Bodie tells us of her experience as a kid being a shepherd as her camp vacation. In it she goes through the different challenges and responsibilities a shepherd has to the sheep. There's a lot more to it than just lying around.

When you understand what the responsibilities are it becomes clearer what Christ's responsibility is as the shepherd and the meaning of Psalm 23 (The Lord is my shepherd) as well as the parable of the lost sheep.

She does it beautifully going step by step through her responsibilities of taking care of the sheep in the pasture which to most of us is a foreign experience, to the responsibilities not only of Christ's people, but of all people. When the parables were told by Christ, ordinary everyday things and experiences were used so the people could understand. Now it takes a little more effort to understand the deeper meanings that a surface understanding doesn't quite explain. Most of us will never have the experience of being actual shepherds.

I found the book thoughtful and gave me a few ah ha moments.

Book Review: The Little Books of Why: Why a Crown? - Bodie and Brock Theone

Bodie and Brock Theone (pronounced Tay-nee), are a prolific wife and husband team of inspirational historical fiction. You can't go into a religious bookstore without seeing their books.

This series of little books (80 pages) are intended as one sitting inspired writings to help understand God and His ways better.

In this one. Bodie is really the writer of these books as she uses her real life experiences and ties them into biblical stories and her understanding.

In this book she uses the story of the Garden of Eden extensively, as well as Jesus' last day wearing the Crown of Thorns.

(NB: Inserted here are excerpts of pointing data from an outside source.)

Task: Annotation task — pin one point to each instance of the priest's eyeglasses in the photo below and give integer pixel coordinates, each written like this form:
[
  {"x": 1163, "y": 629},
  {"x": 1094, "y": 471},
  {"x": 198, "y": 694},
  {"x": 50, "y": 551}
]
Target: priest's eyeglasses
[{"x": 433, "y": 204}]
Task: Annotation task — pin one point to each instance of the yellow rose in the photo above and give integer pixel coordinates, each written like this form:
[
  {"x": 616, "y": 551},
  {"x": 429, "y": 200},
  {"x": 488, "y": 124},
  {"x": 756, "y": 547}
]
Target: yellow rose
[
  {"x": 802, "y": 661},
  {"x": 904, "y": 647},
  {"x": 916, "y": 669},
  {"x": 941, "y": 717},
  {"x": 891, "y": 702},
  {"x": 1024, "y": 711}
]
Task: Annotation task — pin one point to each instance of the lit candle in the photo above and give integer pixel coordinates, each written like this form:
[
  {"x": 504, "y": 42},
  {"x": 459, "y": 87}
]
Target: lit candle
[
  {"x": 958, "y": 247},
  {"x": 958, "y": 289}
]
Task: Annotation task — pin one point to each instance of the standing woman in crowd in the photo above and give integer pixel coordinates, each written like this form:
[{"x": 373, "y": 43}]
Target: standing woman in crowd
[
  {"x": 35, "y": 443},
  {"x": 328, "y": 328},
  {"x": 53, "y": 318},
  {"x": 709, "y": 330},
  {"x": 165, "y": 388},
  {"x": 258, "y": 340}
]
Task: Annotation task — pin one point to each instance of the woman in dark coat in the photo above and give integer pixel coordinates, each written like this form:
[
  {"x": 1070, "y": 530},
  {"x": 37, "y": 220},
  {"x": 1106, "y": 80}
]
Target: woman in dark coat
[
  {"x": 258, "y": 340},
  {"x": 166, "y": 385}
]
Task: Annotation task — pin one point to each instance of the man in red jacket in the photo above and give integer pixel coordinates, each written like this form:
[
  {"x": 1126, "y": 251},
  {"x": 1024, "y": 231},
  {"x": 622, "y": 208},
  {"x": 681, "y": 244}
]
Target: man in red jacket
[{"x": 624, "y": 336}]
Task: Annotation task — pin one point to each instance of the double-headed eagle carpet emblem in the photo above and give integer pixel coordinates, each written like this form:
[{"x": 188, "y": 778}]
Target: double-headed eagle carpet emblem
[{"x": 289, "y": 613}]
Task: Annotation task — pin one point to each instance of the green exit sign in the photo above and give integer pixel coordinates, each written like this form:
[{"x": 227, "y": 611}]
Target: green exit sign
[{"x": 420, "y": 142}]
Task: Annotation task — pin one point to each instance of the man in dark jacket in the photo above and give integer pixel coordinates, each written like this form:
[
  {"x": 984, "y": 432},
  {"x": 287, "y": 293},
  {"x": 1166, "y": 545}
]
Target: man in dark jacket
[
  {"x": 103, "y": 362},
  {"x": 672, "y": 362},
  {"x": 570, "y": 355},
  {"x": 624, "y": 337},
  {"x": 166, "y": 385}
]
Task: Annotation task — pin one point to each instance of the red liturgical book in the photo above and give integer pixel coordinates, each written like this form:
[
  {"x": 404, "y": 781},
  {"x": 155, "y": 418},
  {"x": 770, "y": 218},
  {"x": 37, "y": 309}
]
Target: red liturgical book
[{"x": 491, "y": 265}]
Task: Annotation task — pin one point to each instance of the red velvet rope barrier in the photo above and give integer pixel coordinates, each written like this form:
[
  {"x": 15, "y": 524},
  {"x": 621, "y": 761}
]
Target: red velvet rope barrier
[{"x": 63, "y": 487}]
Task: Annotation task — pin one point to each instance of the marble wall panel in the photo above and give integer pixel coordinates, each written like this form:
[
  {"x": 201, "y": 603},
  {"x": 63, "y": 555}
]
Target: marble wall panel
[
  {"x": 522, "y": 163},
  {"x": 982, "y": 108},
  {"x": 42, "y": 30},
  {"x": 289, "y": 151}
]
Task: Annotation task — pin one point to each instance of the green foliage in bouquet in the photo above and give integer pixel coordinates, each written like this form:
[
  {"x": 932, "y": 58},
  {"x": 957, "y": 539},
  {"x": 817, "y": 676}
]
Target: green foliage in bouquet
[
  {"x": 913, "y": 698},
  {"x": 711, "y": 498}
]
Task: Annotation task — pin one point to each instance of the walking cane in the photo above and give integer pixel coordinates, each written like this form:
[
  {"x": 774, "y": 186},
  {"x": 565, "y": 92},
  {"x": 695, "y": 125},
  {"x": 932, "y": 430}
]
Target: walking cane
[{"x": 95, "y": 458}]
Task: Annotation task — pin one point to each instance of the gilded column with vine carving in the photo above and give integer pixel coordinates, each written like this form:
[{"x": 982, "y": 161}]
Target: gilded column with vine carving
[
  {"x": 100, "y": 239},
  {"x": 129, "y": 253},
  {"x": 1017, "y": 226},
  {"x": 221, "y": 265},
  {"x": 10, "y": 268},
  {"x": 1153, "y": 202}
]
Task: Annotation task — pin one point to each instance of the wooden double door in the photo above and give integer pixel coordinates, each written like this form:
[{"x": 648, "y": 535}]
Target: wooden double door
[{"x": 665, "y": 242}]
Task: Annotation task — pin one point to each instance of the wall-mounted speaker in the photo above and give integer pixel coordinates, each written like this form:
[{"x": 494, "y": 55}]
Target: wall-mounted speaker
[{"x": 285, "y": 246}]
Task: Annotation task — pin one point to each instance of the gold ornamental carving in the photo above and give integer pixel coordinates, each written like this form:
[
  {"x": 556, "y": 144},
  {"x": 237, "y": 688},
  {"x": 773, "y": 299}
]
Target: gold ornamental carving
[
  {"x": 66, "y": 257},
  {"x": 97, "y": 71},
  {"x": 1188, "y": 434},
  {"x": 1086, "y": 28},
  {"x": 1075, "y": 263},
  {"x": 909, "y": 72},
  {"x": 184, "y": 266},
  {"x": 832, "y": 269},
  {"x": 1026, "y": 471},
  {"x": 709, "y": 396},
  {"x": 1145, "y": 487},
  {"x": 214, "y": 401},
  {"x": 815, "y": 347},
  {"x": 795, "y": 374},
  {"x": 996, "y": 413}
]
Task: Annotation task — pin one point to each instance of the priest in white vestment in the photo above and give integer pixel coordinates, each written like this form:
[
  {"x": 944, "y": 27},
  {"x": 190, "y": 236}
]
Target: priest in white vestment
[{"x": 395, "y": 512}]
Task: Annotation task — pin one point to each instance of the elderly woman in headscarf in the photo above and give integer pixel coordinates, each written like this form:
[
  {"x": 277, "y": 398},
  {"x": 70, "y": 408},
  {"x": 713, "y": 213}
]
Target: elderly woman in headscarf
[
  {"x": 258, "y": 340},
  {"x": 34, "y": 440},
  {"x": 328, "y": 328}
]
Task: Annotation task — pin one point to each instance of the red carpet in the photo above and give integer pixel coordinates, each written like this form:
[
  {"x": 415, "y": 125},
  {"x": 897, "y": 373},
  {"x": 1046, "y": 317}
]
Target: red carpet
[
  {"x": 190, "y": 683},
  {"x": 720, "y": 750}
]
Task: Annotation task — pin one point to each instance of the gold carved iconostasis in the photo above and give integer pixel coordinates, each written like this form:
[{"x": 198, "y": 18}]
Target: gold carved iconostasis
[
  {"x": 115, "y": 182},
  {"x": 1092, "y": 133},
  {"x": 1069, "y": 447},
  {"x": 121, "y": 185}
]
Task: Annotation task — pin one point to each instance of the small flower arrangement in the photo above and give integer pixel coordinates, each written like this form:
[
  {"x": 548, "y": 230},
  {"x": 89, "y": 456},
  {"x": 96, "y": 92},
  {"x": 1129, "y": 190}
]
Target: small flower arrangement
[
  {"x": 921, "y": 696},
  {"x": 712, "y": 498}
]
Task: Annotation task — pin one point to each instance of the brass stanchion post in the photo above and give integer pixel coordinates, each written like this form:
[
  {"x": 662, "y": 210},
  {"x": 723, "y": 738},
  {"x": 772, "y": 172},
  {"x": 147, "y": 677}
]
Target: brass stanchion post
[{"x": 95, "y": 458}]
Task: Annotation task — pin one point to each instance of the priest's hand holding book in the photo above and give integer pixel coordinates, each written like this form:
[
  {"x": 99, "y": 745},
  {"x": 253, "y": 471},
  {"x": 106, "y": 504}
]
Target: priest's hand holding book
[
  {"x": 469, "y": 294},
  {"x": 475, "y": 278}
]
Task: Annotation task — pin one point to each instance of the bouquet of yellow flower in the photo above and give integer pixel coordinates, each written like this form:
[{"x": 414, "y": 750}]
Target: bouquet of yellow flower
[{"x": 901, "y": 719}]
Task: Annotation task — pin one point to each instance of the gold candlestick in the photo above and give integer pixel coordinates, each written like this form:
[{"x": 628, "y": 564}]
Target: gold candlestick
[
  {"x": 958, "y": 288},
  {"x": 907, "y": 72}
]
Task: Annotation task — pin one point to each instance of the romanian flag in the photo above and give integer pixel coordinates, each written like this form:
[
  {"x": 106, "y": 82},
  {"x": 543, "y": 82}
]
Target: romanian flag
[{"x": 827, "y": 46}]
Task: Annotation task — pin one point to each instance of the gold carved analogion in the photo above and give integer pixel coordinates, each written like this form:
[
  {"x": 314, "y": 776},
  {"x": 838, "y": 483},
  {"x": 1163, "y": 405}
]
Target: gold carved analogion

Of course the theme of the crown comes up repeatedly for the crown has had great symbolism throughout history.

My only complaint about this book (bearing in mind that I don't necessarily come to the same conclusions that the Theones do), is that at some points they quote chapters from their upcoming (at the time) books. It sometimes felt like a book used to sell their other books. Which is an interesting marketing ploy. Write a little book to sell a bigger book.

But other than that I found it interesting - especially for those like me who are learning different ways to look at religious beliefs and symbols.

Book Review: The Last Lecture - Randy Pausch

An accomplished professor of Computer Science, Human Computer Interaction and Design at Carnegie Mellon University, and happily married father of three young children, Randy received the devastating news that he had terminal pancreatic cancer when he was in his early forties.

It is tradition for retiring professors to give their "last lecture" and this is Randy's.

Instead of focusing on his death sentence, he instead focused on his life lessons.

This is a truly inspiring yet non-religious book. He states up front that he won't talk about religion.

But he shares the rules he's lived by and how he achieved his various goals, which included being in zero gravity and working in the animation department at Disney.

One of my favorite stories in this book is a trip to Disneyland when he was a boy. He and his sister decided to spend ten bucks (this is 1969 so that was a lot of money for a kid), on a salt and pepper shaker set in one of the stores. At one point they dropped and broke it. Devastated, they went back to the store and told the clerks what happened. The Disney people gave them a replacement. When they told their Dad the story, he from then on, made sure he visited Disneyland often and rewarded his employees with trips to the park. His father ended up giving Disneyland more business than the ten dollars they gave up.

The point of the story was to be generous. Not because you expect something, but generosity does multiply.

The book is filled with inspiring stories of how he got to where he is and helping those along the way.

Sadly, Randy wasn't able to achieve his goal of surviving cancer and died not long after his lecture even though he appeared to be in perfect health. However he talked about how he lived his short but accomplished life.

The biggest heartache for him was leaving his children without a living father. Which shows that in spite of all we accomplish out there in the world, what really matters is family, whatever that is for us.

This is a really nice gift book especially for someone who is about to embark on a new page in their life.